Texistepeque is a city and municipality in the Santa Ana department of western El Salvador. It lies in the center of the department, north of Santa Ana and south of Metapán. It was founded by the Poqomam Maya peoples and conquered by the Pipil people of Cuzcatlan until the Spanish conquest. The meaning of its name comes from Pipil Nawat language and means place of eggs or alternatively mountain of eggs; from Nawat teksis (eggs), and tepec or tepet (mountain) which indicates a place name.

History
The area around Texistepeque was originally populated by the Poqomam Maya and later fell under the dominion of the lords of Cuzcatlan until the Spanish conquest of El Salvador in the early 16th century. After El Salvador gained its independence from Spain in 1821, it formed part of the Sonsonate Department until that department was split between the newly formed Santa Ana department in 1855.

Church of Texistepeque 
The church is located in the city of the same name. It is located on the highway towards Metapán, 17 kilometers north of Santa Ana. It is not known who built it, but its edification probably dates back to the 18th century.

Its style is Baroque, with an altarpiece facade, divided in three bodies and decorated by half columns and semi-arched niches. The españada is finished off by scrolls and pinnacles, and crowned by a kind of tabernacle that houses a clock. The steeples are embedded on the facade and they are of a later construction.

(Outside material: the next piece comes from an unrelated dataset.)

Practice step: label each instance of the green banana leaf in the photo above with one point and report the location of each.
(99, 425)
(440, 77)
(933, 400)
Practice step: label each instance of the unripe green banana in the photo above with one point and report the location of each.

The lateral facades have supporting columns and are decorated with entablature. The current roof is of Iron sheets, but previously, it was built with wood and tiles.

The interior of the church is a wing containing ten wooden columns of a single trunk with stone bases almost 80 centimeters in height. Inside the church, the roof is wooden and the suspenders are what is conserved of the coffered Mudejar.

There are parochial registrations from the 18th century and data in the General Registration of Central America that say: “the community of the town of San Esteban-Texistepeque requests funds to finish the reconstruction of the town (year 1743)”. In 1755, they were given the fourth part of the tributes paid for the reconstruction of the temple.

Culture 
The patron saint of Texistepeque is Saint Stephen and festivals honoring this saint, are held from December 17 to December 27. Along with Saint Stephen, the virgin of Belen-Güijat is also celebrated. The town is famous for its Talcigüines, whip-bearing locals who, dressed as demons, whip residents on the streets at the beginning of Holy Week. This tradition reflects a mestizo origin of the city's people and culture, containing both Catholic Hispanic and Indigenous influences.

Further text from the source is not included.